About Indigo Component & User Guide

What is Kubernetes?

Kubernetes is an open-source platform for automating deployment, scaling, and operations of application containers across clusters of hosts, providing container-centric infrastructure.

With Kubernetes, you are able to quickly and efficiently respond to customer demand:

  • Deploy your applications quickly and predictably.

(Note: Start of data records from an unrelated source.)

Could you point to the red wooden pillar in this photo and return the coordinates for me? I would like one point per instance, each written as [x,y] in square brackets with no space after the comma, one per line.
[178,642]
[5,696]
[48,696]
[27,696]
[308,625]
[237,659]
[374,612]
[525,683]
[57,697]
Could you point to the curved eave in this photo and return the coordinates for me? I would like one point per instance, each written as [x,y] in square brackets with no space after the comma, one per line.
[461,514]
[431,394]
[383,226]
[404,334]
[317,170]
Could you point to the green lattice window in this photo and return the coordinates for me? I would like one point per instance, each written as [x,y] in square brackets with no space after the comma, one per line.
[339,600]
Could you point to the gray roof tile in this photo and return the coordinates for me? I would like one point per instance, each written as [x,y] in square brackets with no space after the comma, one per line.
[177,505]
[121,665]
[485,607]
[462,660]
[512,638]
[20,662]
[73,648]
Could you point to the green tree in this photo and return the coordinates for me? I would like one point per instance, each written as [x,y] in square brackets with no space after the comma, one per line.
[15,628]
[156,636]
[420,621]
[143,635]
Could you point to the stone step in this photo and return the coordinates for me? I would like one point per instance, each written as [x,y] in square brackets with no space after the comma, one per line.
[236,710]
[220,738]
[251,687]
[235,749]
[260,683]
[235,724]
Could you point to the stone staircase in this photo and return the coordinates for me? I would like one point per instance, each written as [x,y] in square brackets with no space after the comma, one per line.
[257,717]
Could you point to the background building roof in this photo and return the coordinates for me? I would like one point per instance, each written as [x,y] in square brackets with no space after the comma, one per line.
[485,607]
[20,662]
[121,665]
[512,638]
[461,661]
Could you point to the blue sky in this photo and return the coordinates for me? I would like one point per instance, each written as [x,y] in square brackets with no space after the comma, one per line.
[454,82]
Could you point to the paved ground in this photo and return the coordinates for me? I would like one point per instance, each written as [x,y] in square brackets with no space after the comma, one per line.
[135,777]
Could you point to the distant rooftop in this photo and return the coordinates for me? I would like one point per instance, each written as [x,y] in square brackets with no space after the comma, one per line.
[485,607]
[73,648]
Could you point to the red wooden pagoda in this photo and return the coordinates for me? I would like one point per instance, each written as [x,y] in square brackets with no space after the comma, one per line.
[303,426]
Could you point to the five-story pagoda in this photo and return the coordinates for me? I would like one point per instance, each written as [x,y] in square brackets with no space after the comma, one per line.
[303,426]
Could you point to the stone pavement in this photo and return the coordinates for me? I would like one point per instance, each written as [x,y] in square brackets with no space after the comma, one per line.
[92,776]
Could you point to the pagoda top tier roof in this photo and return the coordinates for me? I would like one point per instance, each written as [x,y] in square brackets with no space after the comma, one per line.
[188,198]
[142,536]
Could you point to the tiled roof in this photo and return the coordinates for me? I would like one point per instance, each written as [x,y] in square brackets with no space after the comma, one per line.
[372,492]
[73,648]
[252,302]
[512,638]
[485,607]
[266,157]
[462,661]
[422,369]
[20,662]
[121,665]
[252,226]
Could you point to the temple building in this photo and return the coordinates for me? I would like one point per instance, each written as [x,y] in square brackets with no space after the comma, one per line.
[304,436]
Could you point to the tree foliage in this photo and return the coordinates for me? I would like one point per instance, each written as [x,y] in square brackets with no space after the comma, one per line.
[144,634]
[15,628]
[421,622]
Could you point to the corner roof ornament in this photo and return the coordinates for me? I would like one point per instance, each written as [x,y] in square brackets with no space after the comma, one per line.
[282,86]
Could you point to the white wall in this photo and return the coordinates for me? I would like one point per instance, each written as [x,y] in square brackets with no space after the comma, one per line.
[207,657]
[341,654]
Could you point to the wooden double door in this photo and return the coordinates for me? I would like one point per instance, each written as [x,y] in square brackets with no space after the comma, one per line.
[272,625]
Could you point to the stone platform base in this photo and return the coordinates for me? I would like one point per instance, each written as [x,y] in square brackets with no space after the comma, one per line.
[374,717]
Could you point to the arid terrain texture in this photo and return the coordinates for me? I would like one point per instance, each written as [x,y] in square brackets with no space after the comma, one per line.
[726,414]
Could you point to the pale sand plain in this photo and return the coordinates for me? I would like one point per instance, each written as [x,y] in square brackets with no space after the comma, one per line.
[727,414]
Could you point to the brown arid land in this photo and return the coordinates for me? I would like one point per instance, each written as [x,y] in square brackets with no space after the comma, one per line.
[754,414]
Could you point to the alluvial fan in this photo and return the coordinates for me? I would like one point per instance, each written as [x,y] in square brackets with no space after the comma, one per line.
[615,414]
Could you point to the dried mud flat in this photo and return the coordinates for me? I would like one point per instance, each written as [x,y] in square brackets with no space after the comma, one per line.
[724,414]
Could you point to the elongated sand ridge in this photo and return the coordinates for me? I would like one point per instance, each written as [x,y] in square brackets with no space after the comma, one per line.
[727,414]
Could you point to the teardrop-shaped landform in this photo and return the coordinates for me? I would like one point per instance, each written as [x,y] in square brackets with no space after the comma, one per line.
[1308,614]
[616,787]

  • Scale your applications on the fly.

  • Seamlessly roll out new features.

  • Optimize use of your hardware by using only the resources you need.

Kubernetes is

  • portable: public, private, hybrid, multi-cloud

  • extensible: modular, pluggable, hookable, composable

  • self-healing: auto-placement, auto-restart, auto-replication, auto-scaling

Indigo Kubernetes Cluster

To running the container services there is a Kubernetes Cluster installed for Indigo services. Currently the following services using Container technology:

  • accounting

  • zabbix monitoring

  • im

Kubernetes Cluster Installation

Components

The initial cluster is planned with 2 masters and 3 minions/nodes. Each master will also have an ETCD datastore component installed in addition to the Kubernetes master component.

  • 3 etcd

  • 2 masters

  • 3 minions

  • VIP

The scripts, and playbooks are written to installing the Kubernetes Cluster for the Indigo Project with all the installed add-ons on Base Operation System: Fedora 23. It's written to install a Kubernetes Cluster with 2 Master Server, and with N piece of LoadBalancer and Node Servers.

Ansible

The playbook provided for Kubernetes https://github.com/kubernetes/contrib/ does not support the HA installation by default. The document explains in detail, how the HA installation was performed and the changes required in the playbook for the same.

Installation

The service is able to run on Fedora 23 and on Ubuntu 11 servers.

Pre-requisites

The playbooks are run as user root. The ssh key needs to be copied on all nodes. The following packages should be installed before playbook run on all machine.

  • python

  • git

  • python-netaddr

  • python-dnf

  • libselinux-python

To make haproxy working we need to change net.ipv4.ip_nonlocal_bind kernelparameter as well, so we need to edit /etc/sysctl.conf

net.ipv4.ip_nonlocal_bind=1
sysctl -p

Playbook configuration changes for HA setup

  1. Replace master ip (taken originally as first host in the inventory listed under group master) with vip.. (to do .. use a variable vip istead of hardcoding)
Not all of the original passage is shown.